They still won't reliably be able to derive a plain text password that will hash to the same value you stored.
Revisiting the problems we discussed above - if we use a modern hashing algorithm developed for passwords, we can be sure of the following:
- Hashing the hash value will not yield the same hash value. For example, if
hash(a)
is equal tob
, thenhash(b)
is not equal tob
. - The odds of guessing a plain text password that hashes to the same value as the actual plain text password are astronomically small. For example, if
hash(a)
isb
, then it's extraordinarily unlikely thathash(c)
will also equalb
.
And above all else, while getting from plain text to cyphertext is deterministic and easy, getting from cyphertext to plain text is intractable and impossible for today's computing systems.
Here's a workflow of our hashing scheme:
The key here is that we only store the hash. The hash cannot be used as the password, it is only used to compare against another hash. When a user logs in, they enter their password, and we hash the input using the same algorithm. By definition, if the user entered the correct password, then the hash of what they entered will be equal to the hash stored in the database. If they entered a different password, the algorithm essentially guarantees that the hash of the input will not be the same as what was stored in the database.
Attacks, counter measures, and salt
Simply using the best available hashing strategy takes us a long way towards secure password storage, but it's not the whole story. Let's first isolate two motivations for an attack on passwords:
- The attacker wants to login as a specific person. In this scenario, the attacker is interested in a specific person's account - maybe this is a high profile person, and they want to get some information about them. In this scenario, they must guess that particular person's password.

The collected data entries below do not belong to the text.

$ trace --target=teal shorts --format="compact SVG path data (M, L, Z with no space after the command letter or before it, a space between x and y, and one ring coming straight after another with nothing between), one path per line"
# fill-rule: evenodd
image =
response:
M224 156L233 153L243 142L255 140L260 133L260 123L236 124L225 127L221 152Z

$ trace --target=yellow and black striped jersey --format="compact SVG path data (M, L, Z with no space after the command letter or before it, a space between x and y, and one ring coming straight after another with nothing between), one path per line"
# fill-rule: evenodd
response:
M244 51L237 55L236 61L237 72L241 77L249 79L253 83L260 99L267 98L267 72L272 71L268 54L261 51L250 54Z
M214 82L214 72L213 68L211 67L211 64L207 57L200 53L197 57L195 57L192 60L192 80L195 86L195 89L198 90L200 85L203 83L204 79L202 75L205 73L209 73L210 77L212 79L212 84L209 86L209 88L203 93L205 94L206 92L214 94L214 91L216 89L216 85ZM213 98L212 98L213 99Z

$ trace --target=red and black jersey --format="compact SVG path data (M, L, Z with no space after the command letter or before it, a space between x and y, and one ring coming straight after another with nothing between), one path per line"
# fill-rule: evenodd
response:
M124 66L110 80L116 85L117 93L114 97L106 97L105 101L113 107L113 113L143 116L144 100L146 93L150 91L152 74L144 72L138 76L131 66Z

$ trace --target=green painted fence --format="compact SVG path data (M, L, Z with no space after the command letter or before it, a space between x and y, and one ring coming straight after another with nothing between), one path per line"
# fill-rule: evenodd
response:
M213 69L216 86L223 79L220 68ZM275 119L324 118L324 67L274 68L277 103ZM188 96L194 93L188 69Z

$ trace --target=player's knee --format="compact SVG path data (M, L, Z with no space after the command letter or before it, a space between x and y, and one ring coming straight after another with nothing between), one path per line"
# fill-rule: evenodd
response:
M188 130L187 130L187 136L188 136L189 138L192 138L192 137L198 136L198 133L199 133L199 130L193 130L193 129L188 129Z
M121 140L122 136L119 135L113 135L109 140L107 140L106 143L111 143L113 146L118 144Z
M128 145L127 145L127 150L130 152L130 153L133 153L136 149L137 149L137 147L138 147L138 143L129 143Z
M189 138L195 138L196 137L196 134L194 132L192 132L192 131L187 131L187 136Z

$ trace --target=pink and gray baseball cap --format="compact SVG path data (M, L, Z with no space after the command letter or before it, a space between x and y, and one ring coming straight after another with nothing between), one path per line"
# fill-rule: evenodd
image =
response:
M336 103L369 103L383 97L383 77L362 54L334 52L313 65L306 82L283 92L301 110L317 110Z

- The attacker wants to login as anyone. In this scenario, the attacker doesn't really care who they can login as, they just want to get into the system. This could be because all users have the same access, perhaps to other things on the machine or within the application. It can also be as simple as a bank account - the thief doesn't care all that much who their victim is - anyone will due.
With these two scenarios in mind, let' consider how our hashed passwords fair against some basic strategies of attack.
The most straightforward attack is - guess the user's password. Take a user (user_a
), and pick a password - badpassword
. Try it. If it works, hooray (or boo), if it doesn't try another password. If the user's password is password
, no algorithm - Argon2 or otherwise - will protect it. No need for quantum computing either. If the password is easily guessable, the attacker can just guess.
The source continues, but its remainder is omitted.